Ceza hukuku bakımından had cezaları yanında şûrâ meclisi ta’zîr cezalarını kapsayan bir ceza kanunu hazırlayıp kanunlaştırır. Çünkü islâm Devletinin ta’zir cezaları koyma yetkisi vardır.
Bu duruma göre islâm toplumu ile bu toplumu temsil eden şûrâ meclisi arasında sürekli bir iletişim söz konusu olur. Toplum ihtiyaçları ve bazı kanunların uygulanması sırasında ortaya çıkan sıkıntılar bu meclise iletilerek yeni çözümler aranır. İdare modelinin, ekonomik sistemin, toprak rejiminin, islâm sisteminde arzettiği farklı yapılar nedeniyle temsilciler arasında farklı görüş, anlayış ve arayışlar ortaya çıkabilir. Bir grup; ekonomik faaliyetleri özel sektör ağırlıklı bir yolla çözmeyi isterken, başka bir grup ekonomide İslâm Devleti’ne ağırlık veren bir yol izlemek isteyebilir. Bütün bunlar hayırda yarışma ve en güzel uygulama metodunu bulma çalışmaları olur.
Hz. Ömer devrinde fethedilen Suriye ve Irak topraklarının statüsü hakkında cereyan eden müzakereleri buna örnek verebiliriz. Bu arazîlere “fey” hükümleri uygulanmıştır. Fey’; düşmandan savaşla veya savaşsız ele geçirilen toprakların mülkiyetinin devlette, yararlanma hakkının ise harac vergisi karşılığında eski sahiplerinde bırakılması demektir. Bu, bir bakıma geliri toplum ihtiyaçları için harcanmak üzere arazilerin topluca vakfedilmesidir.

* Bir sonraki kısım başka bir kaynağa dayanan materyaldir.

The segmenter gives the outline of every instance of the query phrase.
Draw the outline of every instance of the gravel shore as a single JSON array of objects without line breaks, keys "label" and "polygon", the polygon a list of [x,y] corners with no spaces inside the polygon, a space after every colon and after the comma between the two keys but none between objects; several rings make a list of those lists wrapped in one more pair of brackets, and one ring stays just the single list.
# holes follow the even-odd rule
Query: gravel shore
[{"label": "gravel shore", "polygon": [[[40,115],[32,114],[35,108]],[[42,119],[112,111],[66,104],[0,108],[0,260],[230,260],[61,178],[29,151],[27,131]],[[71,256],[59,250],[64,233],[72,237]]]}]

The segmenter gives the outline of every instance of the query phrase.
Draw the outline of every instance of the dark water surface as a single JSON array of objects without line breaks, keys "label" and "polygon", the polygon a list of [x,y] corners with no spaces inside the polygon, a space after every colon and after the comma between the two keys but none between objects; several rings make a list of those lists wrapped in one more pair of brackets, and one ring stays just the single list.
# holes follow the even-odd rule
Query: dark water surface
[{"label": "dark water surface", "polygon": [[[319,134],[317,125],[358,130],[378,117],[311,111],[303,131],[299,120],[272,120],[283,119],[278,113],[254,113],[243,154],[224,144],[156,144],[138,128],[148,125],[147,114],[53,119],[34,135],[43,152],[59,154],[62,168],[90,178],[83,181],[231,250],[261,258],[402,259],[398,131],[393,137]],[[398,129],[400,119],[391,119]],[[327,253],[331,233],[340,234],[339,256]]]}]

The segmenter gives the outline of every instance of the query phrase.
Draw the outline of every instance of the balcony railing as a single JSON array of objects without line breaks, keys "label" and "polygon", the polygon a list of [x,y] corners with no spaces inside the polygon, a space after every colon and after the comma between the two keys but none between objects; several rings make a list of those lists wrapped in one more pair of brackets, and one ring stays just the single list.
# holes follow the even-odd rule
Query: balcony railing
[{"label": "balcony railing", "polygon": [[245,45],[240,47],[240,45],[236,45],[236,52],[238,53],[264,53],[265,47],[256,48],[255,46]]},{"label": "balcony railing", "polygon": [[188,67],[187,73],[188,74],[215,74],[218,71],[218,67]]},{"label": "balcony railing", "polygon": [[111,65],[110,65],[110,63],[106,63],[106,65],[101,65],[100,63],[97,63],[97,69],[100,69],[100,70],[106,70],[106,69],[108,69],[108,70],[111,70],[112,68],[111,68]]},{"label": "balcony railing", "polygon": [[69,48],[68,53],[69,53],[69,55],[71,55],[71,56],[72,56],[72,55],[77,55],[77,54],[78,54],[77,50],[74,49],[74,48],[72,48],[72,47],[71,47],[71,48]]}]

Irak toprakları fethedilince gaziler buranın kendilerine taksim edileceğini bekliyorlardı. Hz. Ömer paylaştırmak istemeyince uzun istişare ve müzakereler yapıldı. Hz. Zübeyr, Abdurrahman b. Avf ve Bilal-i Habeşî ile aynı görüşte olanlar, bu toprakların ganimet kabul edilerek, Hz. Peygamber (s.a.s)’in Hayber topraklarını dağıttığı gibi gazilere dağıtılmasını istediler. Muaz b. Cebel ve Hz. Ali gibi bazı sahâbîler ise bu konuda Hz. Ömer’i desteklediler.

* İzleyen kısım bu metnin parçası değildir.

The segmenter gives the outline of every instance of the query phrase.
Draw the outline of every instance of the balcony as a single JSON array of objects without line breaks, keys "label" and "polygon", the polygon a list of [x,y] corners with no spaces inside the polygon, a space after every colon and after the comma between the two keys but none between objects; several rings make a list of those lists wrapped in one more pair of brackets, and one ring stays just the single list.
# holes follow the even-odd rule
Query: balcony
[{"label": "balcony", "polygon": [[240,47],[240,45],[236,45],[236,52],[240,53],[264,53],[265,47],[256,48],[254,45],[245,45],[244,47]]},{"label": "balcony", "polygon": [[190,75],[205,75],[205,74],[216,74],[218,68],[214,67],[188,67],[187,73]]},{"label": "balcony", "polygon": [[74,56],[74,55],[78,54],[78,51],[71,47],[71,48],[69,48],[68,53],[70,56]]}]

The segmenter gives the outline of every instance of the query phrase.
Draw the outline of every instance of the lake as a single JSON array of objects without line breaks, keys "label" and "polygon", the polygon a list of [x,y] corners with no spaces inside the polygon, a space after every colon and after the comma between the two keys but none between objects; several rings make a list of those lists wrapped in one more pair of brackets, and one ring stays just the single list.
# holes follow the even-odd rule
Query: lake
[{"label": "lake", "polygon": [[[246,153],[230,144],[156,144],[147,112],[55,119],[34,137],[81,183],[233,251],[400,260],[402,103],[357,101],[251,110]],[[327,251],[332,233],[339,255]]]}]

Hz. Ömer şöyle diyordu: “Bu toprakları dağıtırsam sizden sonra gelecek müslümanlara ne kalır? Onlar toprakların, üzerinde yaşayan halkla birlikte taksim edilmiş olduğunu, babalardan oğullara miras olarak intikal ettiğini, böylece kendilerinin her şeyden mahrum edilmiş olduklarını göreceklerdir”. Muaz b. Cebel de şöyle diyordu: “Ya Ömer! Vallahi bu toprakları dağıtırsan hoşa gitmeyen şeyler ortaya çıkar. Toprağın büyük bir bölümü Müslümanların eline geçer. Sonra bu sahipler zamanla ortadan kalkar ve büyük topraklar bir kişinin elinde toplanır. Onun için bu topraklara şimdiki Müslümanların da sonra gelecek olanların da yararlanmasını sağlayacak bir statü ver”. Hz. Ömer bu müzakerelerde kendi görüşüne bazı ayetleri delil getiriyordu (Bk. el-Haşr, 59/7-10). Böylece Hz. Ömer, Suriye ve Irak toprakları için ganimet ayeti ile (el-Enfâl, 8/41) değil, el-Hasr sûresindeki fey’ âyetleri ile amel etmiştir. Fey’ âyeti, yalnız savaşa katılanları değil bütün mü’minleri kapsamına alır. Bu, gayri menkuller üzerinde hak sahibi olmada, sonra gelenler önce gelenlere ortak olurlar. Bu ise ancak arazileri paylaştırmamakla gerçekleşir. Böyle bir statü toplu bir vakıf ve toplu bir kamulaştırma niteliğindedir. Ancak fey’ toprakları mirasla geçerken, gerçek vakıf miras yoluyla intikal etmez (Ebû Yûsuf, el-Harâc, Mısır 1352, 75, 83, 85; Ebû Ubeyd, el-Emvâl, Kahire 1968, 94; Muhammed Hamidullah, el-Vesâ’iku’s-Sivasiyye, 314, Vesika: 325; Ali Şafak, İslâm Arazi Hukuku, 146-149; Hamdi Döndüren, Delilleriyle İslâm Hukuku, İstanbul 1983, 572 vd.; ez-Zühaylî, el-Fıkhu’l-İslâmî ve Edilletüh, Dimaşk 1405/1985, V, 332 vd.; Ayrıca bk. “Ehlü’l-Hal ve’l-Akd”, “Hilâfet”, “Şûrâ”, “İstişâre”, “Şerîat” maddeleri).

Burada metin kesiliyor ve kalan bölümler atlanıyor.